Brotherhood of the Scarcity - a Gobsmasha rant

Last week I thought a lot about the Chris Wraight novella Brotherhood of the Storm, and whether or not I could possibly justify paying 70 bucks Australian for a novella (let’s call that what it is: a long short story), with the author’s signature and some nice pics I can see any time I want by just going on the net.

As you can probably surmise from that intro… I did not give in to temptation. Has nothing to do with will-power – just cold resentment.

The moment that any primarch or legion realised that Horus and others have turned is a thunderclap through the 40K universe. It deserves a novel. It deserves a Know No Fear.

The White Scars have not been explored in depth in 40K fiction and not at all in the Horus Heresy. Hunt For Voldorius and Savage Scars do not explore the Scars culture in the way that Prospero Burns makes the Space Wolves even more marvellous. Now I will accept that this may not have been Andy Hoare’s intent.... only so much as I assert that these were also lost opportunities.

On that score too, the White Scars deserve a novel. A big thick Horus Heresy on-the-shelf-in-the-shop novel. One that we can feast on and then put down at the end and say "that was awesome".

And thirdly, we the fan base spend a cauldron of money, time and energy on this stuff… we deserve that novel. Or am I just spoiled by the masterpiece that Prospero Burns was?

Are Black Library, in effect, doing with the fiction... what GW does with plastic kits that happen to be elite choices and therefore are priced higher than a troops kit – even though materially speaking it’s still just a plastic kit and no harder to manufacture? (Like I pay more for just one demigryph model than for a box of 10 grots and runt herder).

That is they are lifting things out of the economic realm of what people ordinarily pay for fiction… and making more by giving less and being proud of that?

As if to say…“ this is REALLY interesting… we’ve never covered this before… so we are going to make you pay most of a dollar a page for it. Sorry chum, cashed-up fans only”.

That’s what it feels like.

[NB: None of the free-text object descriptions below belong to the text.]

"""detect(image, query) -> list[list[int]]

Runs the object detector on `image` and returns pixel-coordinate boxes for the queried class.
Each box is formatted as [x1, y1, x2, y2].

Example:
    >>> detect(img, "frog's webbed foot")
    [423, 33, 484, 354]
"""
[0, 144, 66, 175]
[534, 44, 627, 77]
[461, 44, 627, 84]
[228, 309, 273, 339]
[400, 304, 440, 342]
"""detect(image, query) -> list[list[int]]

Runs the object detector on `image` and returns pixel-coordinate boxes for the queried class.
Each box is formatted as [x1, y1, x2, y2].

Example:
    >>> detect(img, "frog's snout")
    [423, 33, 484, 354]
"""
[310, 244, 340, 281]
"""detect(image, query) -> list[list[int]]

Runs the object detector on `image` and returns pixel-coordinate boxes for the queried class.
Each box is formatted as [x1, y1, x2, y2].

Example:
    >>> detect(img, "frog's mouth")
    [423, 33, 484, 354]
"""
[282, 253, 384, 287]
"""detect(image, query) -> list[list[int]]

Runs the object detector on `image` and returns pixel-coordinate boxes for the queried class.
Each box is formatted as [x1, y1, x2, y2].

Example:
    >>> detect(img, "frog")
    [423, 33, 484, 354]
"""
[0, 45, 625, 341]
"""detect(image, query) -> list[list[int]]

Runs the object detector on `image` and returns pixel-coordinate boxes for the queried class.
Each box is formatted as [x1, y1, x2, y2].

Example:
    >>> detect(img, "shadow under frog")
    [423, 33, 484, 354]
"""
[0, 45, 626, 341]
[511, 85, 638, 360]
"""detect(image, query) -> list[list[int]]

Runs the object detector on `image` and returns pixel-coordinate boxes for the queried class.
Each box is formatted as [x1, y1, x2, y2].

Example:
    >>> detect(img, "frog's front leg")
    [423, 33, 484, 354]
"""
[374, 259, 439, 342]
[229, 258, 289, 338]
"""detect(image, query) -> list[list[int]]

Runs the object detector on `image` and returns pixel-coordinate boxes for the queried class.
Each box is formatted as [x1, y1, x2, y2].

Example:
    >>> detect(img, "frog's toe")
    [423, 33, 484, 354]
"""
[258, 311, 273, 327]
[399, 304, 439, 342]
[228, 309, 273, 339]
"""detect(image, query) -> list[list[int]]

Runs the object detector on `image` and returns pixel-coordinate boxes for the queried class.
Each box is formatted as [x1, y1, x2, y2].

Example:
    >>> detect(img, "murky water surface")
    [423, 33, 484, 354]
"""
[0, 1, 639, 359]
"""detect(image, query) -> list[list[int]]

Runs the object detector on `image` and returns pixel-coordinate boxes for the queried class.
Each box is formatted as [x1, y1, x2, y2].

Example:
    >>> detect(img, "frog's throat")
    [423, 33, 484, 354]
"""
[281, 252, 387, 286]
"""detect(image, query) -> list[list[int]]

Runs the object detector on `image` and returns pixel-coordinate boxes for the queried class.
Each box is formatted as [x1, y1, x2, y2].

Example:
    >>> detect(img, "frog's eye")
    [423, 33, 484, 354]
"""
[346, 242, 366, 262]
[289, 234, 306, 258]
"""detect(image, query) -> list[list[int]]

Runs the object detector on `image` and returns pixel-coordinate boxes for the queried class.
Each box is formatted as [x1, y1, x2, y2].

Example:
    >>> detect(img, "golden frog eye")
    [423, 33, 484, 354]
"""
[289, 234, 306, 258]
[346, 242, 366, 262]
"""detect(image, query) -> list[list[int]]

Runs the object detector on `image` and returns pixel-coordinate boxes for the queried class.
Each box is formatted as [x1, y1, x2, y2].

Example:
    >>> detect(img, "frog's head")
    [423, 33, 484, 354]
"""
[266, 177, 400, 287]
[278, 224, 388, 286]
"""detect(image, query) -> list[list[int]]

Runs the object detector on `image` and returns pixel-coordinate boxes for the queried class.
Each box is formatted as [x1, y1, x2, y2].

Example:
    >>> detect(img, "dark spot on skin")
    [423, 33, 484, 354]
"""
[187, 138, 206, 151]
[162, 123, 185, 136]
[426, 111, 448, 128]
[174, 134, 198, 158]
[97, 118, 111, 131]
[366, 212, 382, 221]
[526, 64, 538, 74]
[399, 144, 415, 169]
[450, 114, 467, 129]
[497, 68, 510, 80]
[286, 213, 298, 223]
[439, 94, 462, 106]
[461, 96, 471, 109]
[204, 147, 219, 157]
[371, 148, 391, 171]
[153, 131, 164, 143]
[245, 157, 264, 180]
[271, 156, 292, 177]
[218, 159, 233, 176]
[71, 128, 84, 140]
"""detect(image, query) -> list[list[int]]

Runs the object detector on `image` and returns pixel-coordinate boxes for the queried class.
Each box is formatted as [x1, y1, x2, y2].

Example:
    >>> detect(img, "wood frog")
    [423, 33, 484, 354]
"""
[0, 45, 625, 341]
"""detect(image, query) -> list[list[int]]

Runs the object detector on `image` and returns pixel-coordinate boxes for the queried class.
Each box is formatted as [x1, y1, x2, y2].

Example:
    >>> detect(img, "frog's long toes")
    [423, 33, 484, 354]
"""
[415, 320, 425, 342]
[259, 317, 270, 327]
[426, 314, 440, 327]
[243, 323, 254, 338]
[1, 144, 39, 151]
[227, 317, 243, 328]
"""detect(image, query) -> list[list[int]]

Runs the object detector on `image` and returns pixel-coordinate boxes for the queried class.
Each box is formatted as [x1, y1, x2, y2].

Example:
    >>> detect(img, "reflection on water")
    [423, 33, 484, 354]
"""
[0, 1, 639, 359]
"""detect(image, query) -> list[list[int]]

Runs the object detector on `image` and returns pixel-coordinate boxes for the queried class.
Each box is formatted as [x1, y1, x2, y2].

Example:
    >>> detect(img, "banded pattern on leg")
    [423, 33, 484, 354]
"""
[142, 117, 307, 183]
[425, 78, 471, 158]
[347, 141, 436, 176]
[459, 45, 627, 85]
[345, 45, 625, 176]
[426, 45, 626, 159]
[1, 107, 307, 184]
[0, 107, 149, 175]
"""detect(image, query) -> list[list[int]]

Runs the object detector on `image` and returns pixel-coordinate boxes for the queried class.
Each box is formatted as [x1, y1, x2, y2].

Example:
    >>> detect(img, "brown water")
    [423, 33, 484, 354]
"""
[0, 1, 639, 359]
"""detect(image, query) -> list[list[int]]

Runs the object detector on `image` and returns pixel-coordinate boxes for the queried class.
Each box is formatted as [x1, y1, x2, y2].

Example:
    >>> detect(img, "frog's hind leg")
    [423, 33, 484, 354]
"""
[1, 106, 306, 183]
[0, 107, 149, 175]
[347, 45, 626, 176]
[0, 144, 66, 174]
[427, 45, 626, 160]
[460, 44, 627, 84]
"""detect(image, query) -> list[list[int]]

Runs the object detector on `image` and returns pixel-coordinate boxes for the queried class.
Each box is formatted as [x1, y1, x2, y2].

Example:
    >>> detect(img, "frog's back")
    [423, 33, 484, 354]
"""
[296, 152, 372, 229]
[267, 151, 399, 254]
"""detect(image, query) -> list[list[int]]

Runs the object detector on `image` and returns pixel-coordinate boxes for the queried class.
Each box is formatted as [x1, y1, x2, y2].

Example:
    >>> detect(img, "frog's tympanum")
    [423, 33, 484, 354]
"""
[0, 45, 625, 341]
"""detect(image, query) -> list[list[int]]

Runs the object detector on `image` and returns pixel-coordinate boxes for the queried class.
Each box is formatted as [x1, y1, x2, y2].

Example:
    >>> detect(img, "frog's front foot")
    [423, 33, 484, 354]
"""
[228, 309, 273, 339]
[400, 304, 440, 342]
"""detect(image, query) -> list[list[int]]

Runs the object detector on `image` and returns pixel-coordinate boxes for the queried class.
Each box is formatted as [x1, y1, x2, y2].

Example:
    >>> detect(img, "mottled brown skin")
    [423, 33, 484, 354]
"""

At least for people who aren’t paying through the nose to get HALF A book that they can fondle with ghoul-like covetousness and say ‘mwah ha ha ha ha…!’ over the internet.

I’ve read two books by Chris Wraight, and I don’t slight his abilities. I think he's good. Battle for the Fang was terrific.
I'd love to read Brotherhood of the Storm.
But I work for a living.

Someone who did get it... please read it and post a synopsis? thanks. I'll get you a beer. It'll cost me less anyway.